The company is led by chief executive officer and founder Mikhail Asavkin, who has worked with Skychute, Fact Read, and notably with the GLONASS global navigation satellite system.
The five-person team has already created an as-yet unnamed satellite arm designed to unscrew and connect parts onto satellites while still in orbit.
“This is a robot that works with fasteners. This is a core skill if you want to repair or assemble something, working with fasteners is a very first step on that journey.
“We built a robot that can look around the part, find where all the screws are, go and unscrew them.
“It has cameras and sensors, even if we move the part, it can still figure out where the screw is by moving around and looks from all different directions to recognise the screws, or what they look like from all different directions. Unlike the robots that are in factories, we need it programmed to know exactly where the screw is (to achieve success).
“It’s very important for us to have that mechanism (for unscrewing fasteners) that does not depend on magnets or vacuum. So, we had to come up with a different way of retaining the screws.
“Getting inside the satellite is quite complex operation and often many problems can be solved by just slapping a new battery to a wall. If something like a battery breaks down, we just can bring the new battery, can fasten it to the wall and connect the wires to satellite, and the satellite will get another 10 to 15 years of usefulness.”
Asavkin said the team had used machine learning and different light reflection to train the robot to recognise screws from different directions and pinpoint them through a rewards program.
“We want to actually train them rather than program them. The more the robot works, the more fasteners it does, the more rewards and the better it becomes at the finding process.
“It’s kind of like you’re training a dog and you give it to reward when it does it correctly. Luckily for us, the reward for a machine is just number and we decide what that number is.
A supply chain already exists by renting an area of a space station as an operating base for ANT61’s maintenance-style robotics, according to Asavkin.
“ANT61 was born out with this idea that we are on the brink of the next technological revolution,” he said.
“On one hand, humanity is going to space but also we need to start to take better care for people, so we don’t put them in harm’s way.”
Asavkin said the team is focusing on the next generation of semi-autonomous robotics rather than remote-controlled versions.
“We want robots that are smart ... we just give them a list of high-level instructions for the day, and they just do the work. This is where it all started,” he said.
“This technology can be applied in environments that are super hazardous.

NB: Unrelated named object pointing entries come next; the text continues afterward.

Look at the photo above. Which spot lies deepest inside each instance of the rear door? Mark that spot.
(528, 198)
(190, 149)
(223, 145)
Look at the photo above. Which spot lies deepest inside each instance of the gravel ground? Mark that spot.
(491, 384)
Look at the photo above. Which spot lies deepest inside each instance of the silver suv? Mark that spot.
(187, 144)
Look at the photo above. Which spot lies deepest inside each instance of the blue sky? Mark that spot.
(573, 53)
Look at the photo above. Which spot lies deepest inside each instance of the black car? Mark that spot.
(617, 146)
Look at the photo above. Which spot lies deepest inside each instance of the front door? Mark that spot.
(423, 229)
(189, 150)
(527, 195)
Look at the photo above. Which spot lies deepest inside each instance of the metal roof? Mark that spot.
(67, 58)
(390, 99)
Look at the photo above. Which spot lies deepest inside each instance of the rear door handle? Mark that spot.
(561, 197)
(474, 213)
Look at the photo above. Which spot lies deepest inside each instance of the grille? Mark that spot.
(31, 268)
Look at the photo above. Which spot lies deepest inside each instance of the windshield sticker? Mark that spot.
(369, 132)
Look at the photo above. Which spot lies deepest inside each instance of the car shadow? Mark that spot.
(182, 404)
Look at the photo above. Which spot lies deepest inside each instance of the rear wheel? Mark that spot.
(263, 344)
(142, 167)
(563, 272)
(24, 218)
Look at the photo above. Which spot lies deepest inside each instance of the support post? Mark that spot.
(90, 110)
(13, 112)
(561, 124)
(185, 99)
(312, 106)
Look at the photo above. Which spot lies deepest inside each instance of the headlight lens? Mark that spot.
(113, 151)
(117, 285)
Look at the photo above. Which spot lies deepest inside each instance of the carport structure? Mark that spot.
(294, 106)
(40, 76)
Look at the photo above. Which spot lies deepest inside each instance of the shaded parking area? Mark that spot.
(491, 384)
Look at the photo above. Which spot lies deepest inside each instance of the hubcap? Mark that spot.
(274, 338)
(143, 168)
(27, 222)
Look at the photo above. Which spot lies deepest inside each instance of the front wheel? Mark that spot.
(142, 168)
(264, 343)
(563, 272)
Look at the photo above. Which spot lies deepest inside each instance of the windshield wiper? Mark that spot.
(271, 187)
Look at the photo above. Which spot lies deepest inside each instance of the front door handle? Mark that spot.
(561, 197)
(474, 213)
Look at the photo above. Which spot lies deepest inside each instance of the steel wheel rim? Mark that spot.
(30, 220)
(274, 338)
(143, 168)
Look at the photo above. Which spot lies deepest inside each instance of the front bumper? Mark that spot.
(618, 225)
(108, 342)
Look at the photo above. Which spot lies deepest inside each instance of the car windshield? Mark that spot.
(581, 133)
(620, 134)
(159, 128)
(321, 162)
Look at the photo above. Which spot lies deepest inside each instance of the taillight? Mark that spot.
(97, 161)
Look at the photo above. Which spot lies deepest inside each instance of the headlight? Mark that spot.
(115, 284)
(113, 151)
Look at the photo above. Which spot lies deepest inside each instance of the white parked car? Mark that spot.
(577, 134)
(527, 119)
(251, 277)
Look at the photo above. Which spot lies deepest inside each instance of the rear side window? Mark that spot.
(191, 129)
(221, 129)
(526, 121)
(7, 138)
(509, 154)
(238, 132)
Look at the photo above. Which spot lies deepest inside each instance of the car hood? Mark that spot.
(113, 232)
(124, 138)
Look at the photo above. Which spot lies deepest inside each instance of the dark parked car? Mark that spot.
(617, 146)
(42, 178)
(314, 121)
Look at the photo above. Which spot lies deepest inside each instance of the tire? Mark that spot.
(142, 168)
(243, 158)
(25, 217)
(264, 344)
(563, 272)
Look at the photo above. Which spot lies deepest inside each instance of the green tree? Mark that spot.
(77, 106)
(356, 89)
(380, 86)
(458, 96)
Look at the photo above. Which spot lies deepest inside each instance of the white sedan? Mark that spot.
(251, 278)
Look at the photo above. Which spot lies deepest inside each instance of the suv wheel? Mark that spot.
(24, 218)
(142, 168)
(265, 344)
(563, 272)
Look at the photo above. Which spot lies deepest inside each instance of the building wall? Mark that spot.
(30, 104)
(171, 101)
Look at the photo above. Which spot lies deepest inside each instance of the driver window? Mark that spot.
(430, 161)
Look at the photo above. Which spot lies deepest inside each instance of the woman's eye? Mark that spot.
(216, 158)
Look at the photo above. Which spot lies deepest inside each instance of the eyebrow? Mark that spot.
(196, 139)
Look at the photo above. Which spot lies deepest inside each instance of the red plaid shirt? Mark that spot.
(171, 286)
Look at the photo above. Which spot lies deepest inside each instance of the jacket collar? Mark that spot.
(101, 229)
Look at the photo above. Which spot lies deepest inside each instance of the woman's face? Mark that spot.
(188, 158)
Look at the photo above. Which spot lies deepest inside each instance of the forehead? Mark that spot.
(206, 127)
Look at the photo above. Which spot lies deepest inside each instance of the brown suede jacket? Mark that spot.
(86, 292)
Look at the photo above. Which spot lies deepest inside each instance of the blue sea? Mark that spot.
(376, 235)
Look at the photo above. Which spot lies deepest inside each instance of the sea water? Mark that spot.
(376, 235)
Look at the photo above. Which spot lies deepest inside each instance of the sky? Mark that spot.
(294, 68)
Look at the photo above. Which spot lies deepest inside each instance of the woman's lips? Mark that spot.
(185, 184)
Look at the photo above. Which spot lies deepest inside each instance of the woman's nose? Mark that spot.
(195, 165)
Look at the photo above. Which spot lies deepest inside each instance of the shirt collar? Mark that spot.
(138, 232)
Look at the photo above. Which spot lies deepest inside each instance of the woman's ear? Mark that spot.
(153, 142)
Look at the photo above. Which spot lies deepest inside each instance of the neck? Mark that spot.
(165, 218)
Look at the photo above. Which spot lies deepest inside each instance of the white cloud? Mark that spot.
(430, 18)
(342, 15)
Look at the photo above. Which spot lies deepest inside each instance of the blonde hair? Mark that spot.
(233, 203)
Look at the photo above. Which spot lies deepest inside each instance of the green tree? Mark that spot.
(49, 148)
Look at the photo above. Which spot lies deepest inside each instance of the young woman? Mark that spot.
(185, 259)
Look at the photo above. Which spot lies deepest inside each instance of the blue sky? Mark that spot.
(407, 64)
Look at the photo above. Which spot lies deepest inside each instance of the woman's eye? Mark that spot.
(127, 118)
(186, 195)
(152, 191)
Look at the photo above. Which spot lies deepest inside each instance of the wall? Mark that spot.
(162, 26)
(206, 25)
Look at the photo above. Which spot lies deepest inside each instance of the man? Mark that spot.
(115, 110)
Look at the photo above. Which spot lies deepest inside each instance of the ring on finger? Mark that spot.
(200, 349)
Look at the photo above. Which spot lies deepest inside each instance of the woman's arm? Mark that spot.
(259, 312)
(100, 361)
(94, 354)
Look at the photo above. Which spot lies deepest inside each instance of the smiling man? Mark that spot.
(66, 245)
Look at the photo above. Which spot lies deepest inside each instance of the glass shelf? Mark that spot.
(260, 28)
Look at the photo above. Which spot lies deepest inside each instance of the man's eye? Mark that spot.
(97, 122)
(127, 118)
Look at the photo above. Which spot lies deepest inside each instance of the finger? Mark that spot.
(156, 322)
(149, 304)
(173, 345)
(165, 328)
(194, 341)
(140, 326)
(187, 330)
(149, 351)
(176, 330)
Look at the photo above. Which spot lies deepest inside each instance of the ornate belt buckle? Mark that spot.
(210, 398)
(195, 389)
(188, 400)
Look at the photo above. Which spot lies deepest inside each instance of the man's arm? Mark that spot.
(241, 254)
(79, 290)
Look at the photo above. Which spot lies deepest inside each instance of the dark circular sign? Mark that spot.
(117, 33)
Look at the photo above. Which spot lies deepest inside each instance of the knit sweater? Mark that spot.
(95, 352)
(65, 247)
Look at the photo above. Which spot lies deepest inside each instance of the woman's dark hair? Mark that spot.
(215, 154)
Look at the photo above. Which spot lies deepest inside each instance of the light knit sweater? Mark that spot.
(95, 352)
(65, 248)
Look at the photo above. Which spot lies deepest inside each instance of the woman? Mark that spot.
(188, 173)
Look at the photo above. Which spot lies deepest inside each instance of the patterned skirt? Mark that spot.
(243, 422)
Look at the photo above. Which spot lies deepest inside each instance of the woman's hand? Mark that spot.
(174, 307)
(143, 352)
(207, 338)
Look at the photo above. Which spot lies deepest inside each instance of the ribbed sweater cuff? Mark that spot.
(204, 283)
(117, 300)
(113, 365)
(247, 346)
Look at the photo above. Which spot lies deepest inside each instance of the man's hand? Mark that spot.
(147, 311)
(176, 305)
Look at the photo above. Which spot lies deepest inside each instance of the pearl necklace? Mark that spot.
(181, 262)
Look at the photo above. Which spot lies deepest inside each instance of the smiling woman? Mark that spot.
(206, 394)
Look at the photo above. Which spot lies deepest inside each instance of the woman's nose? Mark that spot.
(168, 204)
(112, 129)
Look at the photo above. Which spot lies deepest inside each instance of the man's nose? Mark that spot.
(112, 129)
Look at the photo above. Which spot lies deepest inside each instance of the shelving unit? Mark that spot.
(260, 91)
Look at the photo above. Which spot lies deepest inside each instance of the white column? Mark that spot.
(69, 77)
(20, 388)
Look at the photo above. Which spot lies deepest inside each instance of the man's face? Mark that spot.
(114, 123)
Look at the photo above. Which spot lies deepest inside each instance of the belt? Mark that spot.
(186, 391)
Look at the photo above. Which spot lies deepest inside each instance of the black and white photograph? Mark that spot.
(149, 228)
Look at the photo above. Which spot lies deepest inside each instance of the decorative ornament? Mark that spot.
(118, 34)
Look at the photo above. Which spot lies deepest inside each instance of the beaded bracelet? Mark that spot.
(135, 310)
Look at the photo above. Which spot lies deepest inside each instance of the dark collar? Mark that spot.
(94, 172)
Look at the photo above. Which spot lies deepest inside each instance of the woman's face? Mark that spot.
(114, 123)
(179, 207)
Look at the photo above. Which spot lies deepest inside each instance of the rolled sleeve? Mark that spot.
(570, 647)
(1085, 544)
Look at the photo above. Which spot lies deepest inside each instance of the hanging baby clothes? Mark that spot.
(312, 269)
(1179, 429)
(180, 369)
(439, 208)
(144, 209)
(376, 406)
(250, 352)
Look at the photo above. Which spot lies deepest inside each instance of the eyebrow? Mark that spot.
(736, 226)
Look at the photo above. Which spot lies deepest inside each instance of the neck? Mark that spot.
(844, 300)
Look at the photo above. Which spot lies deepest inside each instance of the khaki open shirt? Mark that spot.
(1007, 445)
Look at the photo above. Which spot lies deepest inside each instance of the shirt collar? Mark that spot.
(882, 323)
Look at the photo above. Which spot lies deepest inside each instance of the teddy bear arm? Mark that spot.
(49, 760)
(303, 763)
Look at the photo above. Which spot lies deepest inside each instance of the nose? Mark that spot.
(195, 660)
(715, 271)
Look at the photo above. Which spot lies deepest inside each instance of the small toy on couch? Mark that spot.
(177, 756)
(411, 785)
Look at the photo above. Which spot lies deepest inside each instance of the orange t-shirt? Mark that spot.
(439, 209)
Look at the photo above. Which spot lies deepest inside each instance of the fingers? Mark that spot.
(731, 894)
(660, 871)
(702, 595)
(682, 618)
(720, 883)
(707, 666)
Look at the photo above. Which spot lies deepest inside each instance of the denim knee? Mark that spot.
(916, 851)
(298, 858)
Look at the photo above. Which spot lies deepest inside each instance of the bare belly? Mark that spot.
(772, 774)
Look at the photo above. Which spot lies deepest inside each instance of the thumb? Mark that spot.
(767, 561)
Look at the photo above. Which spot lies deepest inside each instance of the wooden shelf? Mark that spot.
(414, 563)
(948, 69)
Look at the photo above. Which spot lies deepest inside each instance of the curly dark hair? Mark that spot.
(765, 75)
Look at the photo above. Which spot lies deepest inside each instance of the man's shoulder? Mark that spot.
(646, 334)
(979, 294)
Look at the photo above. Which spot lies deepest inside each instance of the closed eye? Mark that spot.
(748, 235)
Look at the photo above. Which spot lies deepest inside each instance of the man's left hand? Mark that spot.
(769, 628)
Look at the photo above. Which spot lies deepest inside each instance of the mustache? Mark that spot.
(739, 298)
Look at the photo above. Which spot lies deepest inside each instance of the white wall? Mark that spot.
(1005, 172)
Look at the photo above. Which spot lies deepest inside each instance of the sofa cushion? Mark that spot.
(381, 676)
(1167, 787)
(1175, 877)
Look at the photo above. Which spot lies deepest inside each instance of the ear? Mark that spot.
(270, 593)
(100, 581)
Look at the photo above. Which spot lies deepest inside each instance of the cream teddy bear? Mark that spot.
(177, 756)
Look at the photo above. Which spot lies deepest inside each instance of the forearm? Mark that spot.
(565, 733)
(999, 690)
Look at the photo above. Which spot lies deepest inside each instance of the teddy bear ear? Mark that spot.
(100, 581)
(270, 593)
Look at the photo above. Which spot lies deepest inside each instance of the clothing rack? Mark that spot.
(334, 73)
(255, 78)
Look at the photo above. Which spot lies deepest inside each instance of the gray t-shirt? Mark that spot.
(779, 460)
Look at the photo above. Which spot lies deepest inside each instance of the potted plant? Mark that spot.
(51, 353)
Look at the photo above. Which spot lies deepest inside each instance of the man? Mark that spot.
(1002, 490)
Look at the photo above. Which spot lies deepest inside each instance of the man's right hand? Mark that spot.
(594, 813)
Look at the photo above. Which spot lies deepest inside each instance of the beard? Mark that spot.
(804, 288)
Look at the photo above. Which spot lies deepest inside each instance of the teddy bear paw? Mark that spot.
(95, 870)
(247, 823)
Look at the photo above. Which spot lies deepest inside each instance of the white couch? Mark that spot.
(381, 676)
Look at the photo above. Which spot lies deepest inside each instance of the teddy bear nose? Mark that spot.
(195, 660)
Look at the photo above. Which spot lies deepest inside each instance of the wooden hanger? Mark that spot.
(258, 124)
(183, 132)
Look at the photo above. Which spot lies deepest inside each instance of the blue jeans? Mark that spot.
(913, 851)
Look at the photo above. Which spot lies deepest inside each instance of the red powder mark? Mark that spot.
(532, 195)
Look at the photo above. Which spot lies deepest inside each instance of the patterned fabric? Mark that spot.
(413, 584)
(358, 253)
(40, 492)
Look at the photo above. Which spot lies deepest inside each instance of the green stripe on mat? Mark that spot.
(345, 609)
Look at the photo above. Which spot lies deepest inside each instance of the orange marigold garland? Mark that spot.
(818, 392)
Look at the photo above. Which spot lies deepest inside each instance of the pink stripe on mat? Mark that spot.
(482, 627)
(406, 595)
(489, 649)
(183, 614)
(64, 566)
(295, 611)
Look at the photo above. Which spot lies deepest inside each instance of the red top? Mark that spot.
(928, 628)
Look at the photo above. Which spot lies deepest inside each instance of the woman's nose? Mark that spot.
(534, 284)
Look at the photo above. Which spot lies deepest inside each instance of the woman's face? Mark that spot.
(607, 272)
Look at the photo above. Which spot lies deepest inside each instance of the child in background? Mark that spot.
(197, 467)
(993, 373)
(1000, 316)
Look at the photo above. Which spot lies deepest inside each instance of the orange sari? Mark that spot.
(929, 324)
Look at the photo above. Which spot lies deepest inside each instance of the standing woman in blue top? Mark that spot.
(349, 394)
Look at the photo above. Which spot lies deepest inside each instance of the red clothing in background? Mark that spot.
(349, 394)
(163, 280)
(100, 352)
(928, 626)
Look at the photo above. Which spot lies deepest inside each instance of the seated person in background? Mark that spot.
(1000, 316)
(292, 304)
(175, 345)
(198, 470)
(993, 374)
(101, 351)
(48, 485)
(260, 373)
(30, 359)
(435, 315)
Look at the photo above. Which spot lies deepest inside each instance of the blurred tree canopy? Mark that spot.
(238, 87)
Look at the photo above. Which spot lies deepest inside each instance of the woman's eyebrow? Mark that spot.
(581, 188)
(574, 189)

Space, for example, is a place that nobody wants to go and mess with satellites in orbit because it’s very expensive and dangerous.
“Obviously, there’s a problem of collecting all the space debris that’s already there, but we’re trying to see if we can give them a second life rather than trying to pull them to Earth and burn them with all that expensive hardware. Can we just go there and just give them a new 10 years of useful life by resupplying them?”
ANT61 has made appearances at the 2023 National Space Industry Hub Expo, Australian Space Forum, and the re:MARS conference in Las Vegas.